Date: 19 Jun 2019
The euro currency tumbled against the U.S Dollar on Tuesday after outgoing ECB President Mario Draghi cleared the path for more policy stimulus if the European economy fails to recover lost momentum. Speaking at the ECB forum in Sintra, Portugal, ECB President Mario Draghi said that the central bank could lower interest rates or provide further asset purchases if EU inflation continues to underperform.
The European economy has hit a rocky patch, with EU economic growth stalling, while EU inflation has persistently missed the European Central Bank’s mandated target of two per cent. Investors have also been questioning whether the recently introduced TELTRO programme was enough to stem the current economic downturn.
President Draghi’s words were also seen as a way to highlight that the ECB remains flexible and ready to act if EU growth weakens and the trade war between the United States and China continues to have a negative impact on EU growth. The ECB recently paired back its inflation expectations for 2020, after the Governing Council delivered its latest growth projections for next year.

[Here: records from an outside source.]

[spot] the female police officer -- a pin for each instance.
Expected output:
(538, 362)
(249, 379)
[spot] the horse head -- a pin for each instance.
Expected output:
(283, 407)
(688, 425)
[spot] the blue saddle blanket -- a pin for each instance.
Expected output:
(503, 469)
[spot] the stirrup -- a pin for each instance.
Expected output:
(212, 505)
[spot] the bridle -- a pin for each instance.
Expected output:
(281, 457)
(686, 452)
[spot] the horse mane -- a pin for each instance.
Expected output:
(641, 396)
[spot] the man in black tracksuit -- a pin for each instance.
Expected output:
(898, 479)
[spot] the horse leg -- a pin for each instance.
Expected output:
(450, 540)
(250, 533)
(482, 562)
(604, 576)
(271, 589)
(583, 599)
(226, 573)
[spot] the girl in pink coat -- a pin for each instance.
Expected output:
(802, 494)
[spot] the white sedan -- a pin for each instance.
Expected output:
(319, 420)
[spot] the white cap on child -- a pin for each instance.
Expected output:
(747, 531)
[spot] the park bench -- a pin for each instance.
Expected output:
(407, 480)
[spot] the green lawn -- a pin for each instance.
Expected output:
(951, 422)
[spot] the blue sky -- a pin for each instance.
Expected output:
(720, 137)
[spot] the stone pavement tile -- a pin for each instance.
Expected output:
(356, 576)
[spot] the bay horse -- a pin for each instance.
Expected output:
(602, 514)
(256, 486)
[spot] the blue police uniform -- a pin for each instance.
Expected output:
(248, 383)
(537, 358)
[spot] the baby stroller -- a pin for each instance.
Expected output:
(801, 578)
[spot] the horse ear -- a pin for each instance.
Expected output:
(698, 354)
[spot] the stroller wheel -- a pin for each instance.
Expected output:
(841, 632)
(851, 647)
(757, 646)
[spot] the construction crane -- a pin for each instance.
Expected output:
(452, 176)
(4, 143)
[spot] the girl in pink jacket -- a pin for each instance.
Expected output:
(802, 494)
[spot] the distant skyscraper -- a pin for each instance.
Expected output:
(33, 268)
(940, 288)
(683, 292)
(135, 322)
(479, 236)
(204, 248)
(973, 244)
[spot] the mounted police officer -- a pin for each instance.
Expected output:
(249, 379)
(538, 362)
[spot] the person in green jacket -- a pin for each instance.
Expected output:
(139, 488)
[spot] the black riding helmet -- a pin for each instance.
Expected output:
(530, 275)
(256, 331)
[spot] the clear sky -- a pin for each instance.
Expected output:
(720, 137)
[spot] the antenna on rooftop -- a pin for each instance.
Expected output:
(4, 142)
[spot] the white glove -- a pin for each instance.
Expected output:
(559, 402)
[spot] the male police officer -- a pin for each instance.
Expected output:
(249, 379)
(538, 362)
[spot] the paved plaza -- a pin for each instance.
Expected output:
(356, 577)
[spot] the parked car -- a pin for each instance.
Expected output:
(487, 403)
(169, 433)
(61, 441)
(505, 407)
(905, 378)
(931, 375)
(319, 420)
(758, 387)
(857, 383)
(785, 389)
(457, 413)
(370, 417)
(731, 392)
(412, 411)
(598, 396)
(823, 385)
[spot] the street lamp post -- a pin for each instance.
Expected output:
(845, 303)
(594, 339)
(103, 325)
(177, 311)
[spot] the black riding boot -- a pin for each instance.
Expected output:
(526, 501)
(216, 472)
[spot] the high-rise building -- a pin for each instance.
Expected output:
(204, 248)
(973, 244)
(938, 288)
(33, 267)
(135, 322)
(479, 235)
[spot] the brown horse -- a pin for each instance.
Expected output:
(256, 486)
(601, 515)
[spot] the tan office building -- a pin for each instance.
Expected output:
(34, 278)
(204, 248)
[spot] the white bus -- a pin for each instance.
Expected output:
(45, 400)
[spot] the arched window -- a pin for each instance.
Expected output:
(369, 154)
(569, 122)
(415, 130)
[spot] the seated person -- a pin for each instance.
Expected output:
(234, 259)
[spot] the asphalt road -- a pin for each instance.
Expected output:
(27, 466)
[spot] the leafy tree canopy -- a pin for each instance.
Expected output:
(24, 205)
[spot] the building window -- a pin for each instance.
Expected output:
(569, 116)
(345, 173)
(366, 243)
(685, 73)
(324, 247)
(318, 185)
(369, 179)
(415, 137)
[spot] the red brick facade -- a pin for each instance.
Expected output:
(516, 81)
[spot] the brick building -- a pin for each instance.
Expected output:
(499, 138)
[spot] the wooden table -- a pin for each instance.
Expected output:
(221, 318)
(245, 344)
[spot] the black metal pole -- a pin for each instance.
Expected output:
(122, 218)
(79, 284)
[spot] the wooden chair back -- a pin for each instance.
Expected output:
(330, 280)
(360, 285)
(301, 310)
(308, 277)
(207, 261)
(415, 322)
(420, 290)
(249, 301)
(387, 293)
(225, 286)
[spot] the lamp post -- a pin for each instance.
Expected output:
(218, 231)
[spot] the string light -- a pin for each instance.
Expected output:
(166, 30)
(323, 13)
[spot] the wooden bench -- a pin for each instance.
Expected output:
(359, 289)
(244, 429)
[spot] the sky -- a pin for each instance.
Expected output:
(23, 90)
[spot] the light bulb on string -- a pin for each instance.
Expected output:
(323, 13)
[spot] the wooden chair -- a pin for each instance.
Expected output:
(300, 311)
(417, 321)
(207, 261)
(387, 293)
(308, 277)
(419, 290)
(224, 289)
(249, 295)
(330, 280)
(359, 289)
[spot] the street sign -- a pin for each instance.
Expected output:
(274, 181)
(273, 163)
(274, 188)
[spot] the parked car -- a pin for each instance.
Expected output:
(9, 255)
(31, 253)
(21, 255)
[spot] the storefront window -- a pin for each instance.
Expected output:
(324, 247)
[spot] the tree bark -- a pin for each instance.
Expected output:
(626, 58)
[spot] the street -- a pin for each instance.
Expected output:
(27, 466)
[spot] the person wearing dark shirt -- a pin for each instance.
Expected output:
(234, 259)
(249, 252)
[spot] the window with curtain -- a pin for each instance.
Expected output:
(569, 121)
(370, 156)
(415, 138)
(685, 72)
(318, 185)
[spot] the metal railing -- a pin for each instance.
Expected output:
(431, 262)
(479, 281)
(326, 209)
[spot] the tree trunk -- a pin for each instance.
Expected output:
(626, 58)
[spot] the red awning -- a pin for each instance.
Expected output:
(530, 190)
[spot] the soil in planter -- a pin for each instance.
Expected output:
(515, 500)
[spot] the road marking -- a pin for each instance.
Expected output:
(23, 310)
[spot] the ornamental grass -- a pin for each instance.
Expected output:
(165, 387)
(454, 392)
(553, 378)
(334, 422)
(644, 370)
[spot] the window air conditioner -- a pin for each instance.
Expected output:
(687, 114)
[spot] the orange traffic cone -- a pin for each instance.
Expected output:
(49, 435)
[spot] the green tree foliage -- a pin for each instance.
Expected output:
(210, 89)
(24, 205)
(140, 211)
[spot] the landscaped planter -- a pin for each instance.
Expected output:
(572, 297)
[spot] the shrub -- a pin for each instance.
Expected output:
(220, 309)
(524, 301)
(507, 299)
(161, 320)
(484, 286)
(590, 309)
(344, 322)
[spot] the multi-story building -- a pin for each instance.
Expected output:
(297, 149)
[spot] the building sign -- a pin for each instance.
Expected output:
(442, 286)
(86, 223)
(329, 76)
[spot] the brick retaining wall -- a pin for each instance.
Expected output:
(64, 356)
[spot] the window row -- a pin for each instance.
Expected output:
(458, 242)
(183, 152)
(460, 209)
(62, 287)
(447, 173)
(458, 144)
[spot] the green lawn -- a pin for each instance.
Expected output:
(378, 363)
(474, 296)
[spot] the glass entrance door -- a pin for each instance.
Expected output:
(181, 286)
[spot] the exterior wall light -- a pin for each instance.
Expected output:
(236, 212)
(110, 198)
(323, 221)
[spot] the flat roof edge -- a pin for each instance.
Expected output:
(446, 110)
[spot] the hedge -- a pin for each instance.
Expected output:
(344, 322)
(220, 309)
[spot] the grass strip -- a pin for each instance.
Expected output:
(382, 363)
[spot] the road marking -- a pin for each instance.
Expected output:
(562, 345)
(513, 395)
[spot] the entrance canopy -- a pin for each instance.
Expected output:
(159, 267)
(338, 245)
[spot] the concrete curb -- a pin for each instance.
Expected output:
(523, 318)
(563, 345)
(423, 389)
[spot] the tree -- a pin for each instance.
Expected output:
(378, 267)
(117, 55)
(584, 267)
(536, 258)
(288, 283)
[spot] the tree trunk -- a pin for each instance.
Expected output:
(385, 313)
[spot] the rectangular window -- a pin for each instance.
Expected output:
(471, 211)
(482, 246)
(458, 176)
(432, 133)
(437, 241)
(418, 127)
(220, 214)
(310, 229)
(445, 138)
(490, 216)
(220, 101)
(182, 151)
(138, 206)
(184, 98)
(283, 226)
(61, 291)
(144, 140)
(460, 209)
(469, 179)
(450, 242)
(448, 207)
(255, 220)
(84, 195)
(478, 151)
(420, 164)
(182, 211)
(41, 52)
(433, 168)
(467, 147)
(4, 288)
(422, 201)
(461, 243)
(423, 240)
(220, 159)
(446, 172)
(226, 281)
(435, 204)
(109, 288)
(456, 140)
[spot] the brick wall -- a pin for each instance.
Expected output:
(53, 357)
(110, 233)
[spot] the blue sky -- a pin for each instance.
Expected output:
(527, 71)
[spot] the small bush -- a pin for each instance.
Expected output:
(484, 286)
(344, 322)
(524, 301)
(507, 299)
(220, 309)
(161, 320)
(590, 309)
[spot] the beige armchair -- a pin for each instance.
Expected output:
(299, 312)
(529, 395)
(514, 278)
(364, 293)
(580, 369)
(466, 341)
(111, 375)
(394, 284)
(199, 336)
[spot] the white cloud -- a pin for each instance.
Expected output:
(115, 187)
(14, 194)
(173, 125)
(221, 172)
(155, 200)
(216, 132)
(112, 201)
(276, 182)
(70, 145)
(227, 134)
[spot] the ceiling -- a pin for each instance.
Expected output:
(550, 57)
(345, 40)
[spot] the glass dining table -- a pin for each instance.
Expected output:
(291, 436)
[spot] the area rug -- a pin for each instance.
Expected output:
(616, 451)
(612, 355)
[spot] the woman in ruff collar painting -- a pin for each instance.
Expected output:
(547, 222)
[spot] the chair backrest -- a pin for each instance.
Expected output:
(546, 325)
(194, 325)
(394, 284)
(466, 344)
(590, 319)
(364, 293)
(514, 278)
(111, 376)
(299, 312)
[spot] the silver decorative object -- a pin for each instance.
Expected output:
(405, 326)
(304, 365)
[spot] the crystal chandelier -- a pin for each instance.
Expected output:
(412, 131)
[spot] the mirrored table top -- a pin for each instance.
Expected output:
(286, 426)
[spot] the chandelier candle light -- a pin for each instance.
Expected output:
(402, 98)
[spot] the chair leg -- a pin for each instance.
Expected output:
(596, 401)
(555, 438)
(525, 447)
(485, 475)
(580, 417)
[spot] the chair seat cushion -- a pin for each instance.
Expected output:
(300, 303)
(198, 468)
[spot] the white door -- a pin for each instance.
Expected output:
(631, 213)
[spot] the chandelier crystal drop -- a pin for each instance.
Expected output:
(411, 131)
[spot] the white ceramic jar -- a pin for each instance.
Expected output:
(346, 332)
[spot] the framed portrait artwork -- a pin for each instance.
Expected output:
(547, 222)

The weaker EUR/USD exchange rate has so far had a relatively subdued impact on European exports, this indeed worrying for the ECB, given that a sub 1.1500 EUR/USD exchange rate is seen as optimal for major major European export nations, France, Germany, and Italy, who benefit from a weaker euro.
Many investors are now questioning when the ECB may decide to implement new or existing policy tools, especially given that the ECB are still assessing the impacts of the trade war between the United States and China and if indeed the latest round of trade tariffs will continue to impact European growth and global consumption.
EUR/USD Daily Mountain Chart | Source: ActivTrader
The EUR/USD pair is under heavy technical selling pressure while trading below the 1.1245 level, key technical support is now located at the 1.1130 and 1.1050 levels. A breach of the 1.1245 level is now needed to prompt intraday EUR/USD strength, with the 1.1300 and 1.1355 levels the foremost upside resistance levels.